The hype around Artificial Intelligence has moved from the theoretical to the tangible. With businesses moving more of their experiments towards production use cases. While media reports of 90% AI project failure may be exaggerated, a significant number of promising initiatives still falter before reaching production. My experience helping large enterprises shows this isn’t due to a lack of enthusiasm, funding or technology, but a failure to build the necessary strategic scaffolding.
While I have seen much smaller numbers than 90% of these projects fail, we are seeing a few too many. Some projects finish on time, and budget, and deliver what was asked but not move into the production phase. The challenges we have identified are not a lack of funding, ambition or technology, it’s a failure to build the necessary strategic and technical scaffolding required to productionise AI. Moving from isolated pilot projects to scaled, AI is a journey and the people, and change aspects need to be well planned out.
Scaling AI successfully has a number of prerequisites:
- We need adequate programmes and change management.
- We need strong cloud foundations.
- It needs a bottom up use case
- Identify broad or deep AI and clearly communicate this
- It needs a central framework for evaluation and updates.
Programme & Change Management
When Cloud became a hot topic, large programmes of work were spun up with governance teams, and PMO offices, and migration were segmented into the 7 R’s, and then split further into waves. AI is going to be substantially more transformative than moving workloads to the cloud, and the impact on people is going to be far greater, but little thought has been given to the programme and change management aspects.
This requires a fundamental shift in thinking from treating AI as a series of disjointed tech experiments to embedding it as a core, strategic capability encompassing the tech teams, change teams, and spinning up the required PMO office and developing a strategy to manage the change that incorporates your people.
Cloud Foundations
For our clients, this often means building out a proper resource hierarchy in the cloud, defining identity and access management protocols, implementing robust security controls, and establishing clear cost governance mechanisms.
This gives everybody assurance that data will not be leaked, or used to train models on proprietary data, as well as being foundation for giving the right people the right access.
One thing that is still unclear to execs is what the infrastructure cost of AI is going to be, in our experience it is often magnitudes cheaper than exec’s are estimating, but those savings are quickly swallowed up by the required change management.
Use Case Identification
A focus on solving critical business problems is something that technologies forget about.

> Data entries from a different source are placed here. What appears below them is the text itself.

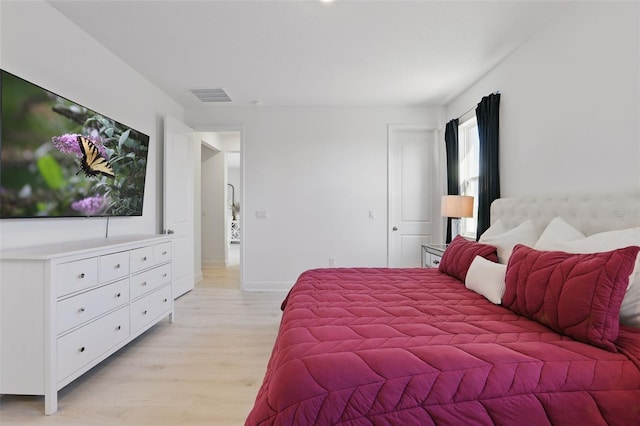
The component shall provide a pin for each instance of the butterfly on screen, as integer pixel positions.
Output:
(93, 163)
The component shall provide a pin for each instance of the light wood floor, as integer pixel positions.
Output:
(204, 369)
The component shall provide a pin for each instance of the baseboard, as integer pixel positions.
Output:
(213, 263)
(255, 286)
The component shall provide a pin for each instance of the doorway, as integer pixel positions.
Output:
(221, 204)
(413, 193)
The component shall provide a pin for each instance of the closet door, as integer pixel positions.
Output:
(413, 193)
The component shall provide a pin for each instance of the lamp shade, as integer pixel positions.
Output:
(457, 206)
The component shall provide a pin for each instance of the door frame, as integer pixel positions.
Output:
(439, 180)
(217, 128)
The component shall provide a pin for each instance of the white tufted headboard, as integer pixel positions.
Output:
(589, 213)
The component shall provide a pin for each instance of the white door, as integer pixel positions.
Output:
(179, 145)
(413, 198)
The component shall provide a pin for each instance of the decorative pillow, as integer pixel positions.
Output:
(486, 278)
(460, 253)
(557, 231)
(578, 295)
(606, 241)
(525, 233)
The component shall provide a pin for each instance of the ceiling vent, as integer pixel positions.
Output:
(211, 95)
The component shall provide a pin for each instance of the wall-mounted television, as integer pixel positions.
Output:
(60, 159)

Aviato are sure that a disciplined framework for identifying and prioritizing use cases is what separates the projects that realise enterprise value from those that end up being scrapped.
This does not need to be complex, and a bottom up approach seems to get the most traction, the employees on the coal face are acutely aware of what parts of their jobs they want to automate away.
What we have seen work:
- Where are the most significant bottlenecks, operational inefficiencies, or untapped growth opportunities? Put this into action by running a company wide survey.
- AI is fueled by data. A brilliant idea is useless if the required data is inaccessible, or of poor quality. Most white collar workers have access to the data that an AI Agent would need, however is there an API that the agent can use? Put this into action by adding a new column to your survey results and identify if the data is available.
- Evaluate potential projects on two axis, potential business impact and feasibility. Put this into action by stack ranking these, find the low hanging fruit that are not complex, but deliver reasonable returns. Build momentum from there for the more complex.
Broad or Deep
One area where expectations are often misaligned is around what the AI Implementation is supposed to do, Google Agentspace, or Glean is one example of a broad enterprise wide AI implementation that is familiar, it will summarise all of your companies knowledge and provide a Chat interface similar to Chat GPT or Gemini but trained on your company data. These agents are great at saving time for a broad number of use cases but are very unlikely to take autonomous actions.
The other hand we have the deep agents, these are very specific, they will help Peter from the legal team review contracts faster, or Mary from security find security details in logs, these agents will more likely take autonomous actions, and be very specific to a role.
When implementing a broad AI platform, a lot of people are expecting something that will take autonomous actions, and while Google’s Agentspace has a very exciting roadmap it is just not at the level of doing this deep work yet.
Centralised Framework
Once you have a production AI agent the job is not over, you now need a way to manage this, and bring a structured approach to optimising it. What happens when OpenAI or Google release a new model, do you switch immediately? Do the benchmarks they provide match your use case?
In the same way as we run software updates for the newest version of Java, a structured approach to life cycling system prompts and agents is required, and validating these against metrics that matter to your use case, latency is key for a chat bot, accuracy is key for a software engineering agent, and cost is a consideration to all use cases.

Google is definitely leading the way with their Vertex AI Evaluation tooling, but skipping over this and “YOLOing” changes to production agents is a problem waiting to happen.
Conclusion
Aviato are sure the future of the professional workforce is a partnership between humans and AI agents. However, this future won’t arrive by accident. It must be built with a disciplined, structured approach that treats AI not as a series of tech experiments, but as part of the core business strategy, and run as a transformation project.